LARMES ARTIFICIELLES

à O.

Je m’étais jurée de ne plus pleurer, de toute ma vie. C’était une belle journée.

Puisque les animaux ne pleurent pas, et ne sont peut-être pas moins sages, m’étais-je dis. Puisque ce serait plutôt, passé un certain âge, comme un défaut de l’intelligence, une prise par surprise de toutes les choses acquises et apprises, patiemment, l’échec de toute une vie à étudier à rechercher la paix : il ne faut plus, se laisser aller, au fond, vraiment.

Pur et doux comme la neige cristalline à perte de vue, meringuant toute la paroi rocheuse : le regard sur la souffrance.

En ce matin où parmi toutes les musiques de l’univers visible et invisible je choisis, plutôt que le drame éraillé du rock, la mélancolie pathétique du flamenco, de l’opéra, que les voix du Sahel, les rumba congolaises et l’afro-beat, non, pas ça, juste des sonates de Haydn, à quoi je comptais, à quoi je fis succéder celles de Mozart.

Un choix calme et posé, serein. Le choix de quelqu’une qui ne veut pas mourir ni souffrir inutilement, tant que le soleil brille, que le ciel est bleu, que toutes les maladies insanes et les douleurs du corps couvent tranquillement, donnant l’illusion qu’elles n’éclateront jamais—puisqu’elles n’éclatent pas maintenant.
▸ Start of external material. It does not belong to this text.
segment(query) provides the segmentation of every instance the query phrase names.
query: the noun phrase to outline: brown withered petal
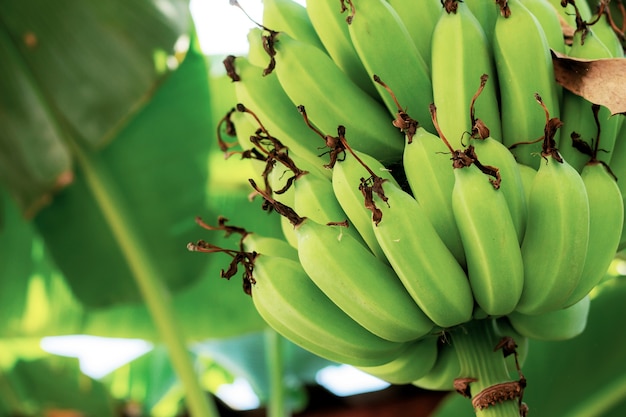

« Décider d’être heureux, c’est meilleur pour la santé ». Voltaire qui avait cet aphorisme comme ligne de vie buvait deux bouteilles par jour. Mais il y avait un moyen, c’était certain.

Larmes inutiles de notre faiblesse, d’une insuffisance de sommeil. Larme physique, biologiques, qu’une bonne période de traversée dans le désert et d’effort sur soi, d’intelligence, tarit. D’années de réflexion, de chance de prendre le temps de réfléchir bien, de penser au plus juste. D’Oublier. Larmes du chant de désespoir vite évacuées en quelques accords et vocalises : larmes qui se savent utiles uniquement l’instant d’une émotion créatrice, un laisser-aller pardonné. Une purge.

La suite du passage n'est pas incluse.